Well, now there’s a way of gauging what the whole phenomenon is really worth — minus the guys in Storm Trooper costume, minus the giant rubber sticks pretending to be deadly light sabres and minus the giant advantage of Star Wars being the only truly cool special effects travelling inter-galactic circus in town. All you have to do is watch all the six episodes back-to-back on DVD, even as hardcore fans mutter that the experience is pointless on a television.

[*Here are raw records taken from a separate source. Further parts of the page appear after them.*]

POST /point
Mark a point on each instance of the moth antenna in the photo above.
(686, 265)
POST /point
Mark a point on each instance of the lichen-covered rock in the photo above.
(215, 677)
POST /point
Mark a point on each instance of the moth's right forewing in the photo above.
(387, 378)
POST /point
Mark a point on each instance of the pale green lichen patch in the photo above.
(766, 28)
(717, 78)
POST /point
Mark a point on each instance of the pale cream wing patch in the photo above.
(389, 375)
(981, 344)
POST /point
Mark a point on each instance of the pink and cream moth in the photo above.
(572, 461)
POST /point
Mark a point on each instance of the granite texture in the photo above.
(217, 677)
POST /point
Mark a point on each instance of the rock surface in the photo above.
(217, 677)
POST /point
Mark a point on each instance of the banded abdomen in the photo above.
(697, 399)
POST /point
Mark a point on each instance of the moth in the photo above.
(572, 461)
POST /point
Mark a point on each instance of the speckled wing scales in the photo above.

I have watched all the Star Wars pretty much along the time-path of their releases. While my post-teenage years pretty much consisted in defending the supremacy of The Empire Strikes Back (perhaps due to the scene of Princess Leia taking off her spartan white cloak and showing some skin), by the time I watched the final episode (or rather the third, in the somewhat confusing roster of Star Wars films), The Revenge of the Sith, I became acutely aware of the unintended cheesiness of the early movies (The Phantom Menace exaggerating this cheesiness without the luxury of being anachronistic with the David Dhawan-type creation of Jar Jar Binks).
The trick to watching Lucas' hexalogic masterpiece if you're not one of those heavy-breathing, black rexin-wearing bobbins pretending to be Darth Vader is to start with Episode I, that is The Phantom Menace (the Ben Hur-style pod racing sequence is the stand-out), change your discs to The Attack of the Clones (the finest special effects battle sequences in the whole saga), and then The Revenge of the Sith, where Lucifer, the brightest angel, is forced to turn into Satan...oops, I mean Jedi apprentice Anakin Skywalker is forced to turn to the Dark Side, ultimately to become Darth Vader — all because of, you guessed it, the love of a woman.
The three episodes after that — A New Hope, The Empire Strikes Back and The Return of the Jedi — will all then fit into place like Han Solo’s pirate ship, the Millennium Falcon making a hyperjump while his woolly, homo-Wookie-erotic first mate blares on. Not only does the digitally mastered DVDs of the old films enhance the viewing and listening pleasure (sound production is truly revolutionary even on a dinky TV set), but the bonus features that include making of the films and Lucas’ commentaries put us, Star Wars-on-DVD viewers in an advantage over the guys still storing their Master Yoda-embossed lunch boxes.
In the end, the Star Wars story is part-Greek tragedy (Luke Skywalker in love with Princess Leia without either knowing till two movies that they are both Anakin Skywalker's/Darth Vader’s offsprings), part—Gone with the Wind (the swashbuckling Han Solo played by a unwrinkled Harrison Ford exemplifying a transgalactic Clark Gable), and part-Christian mythology. The Force in this double box-set is strong.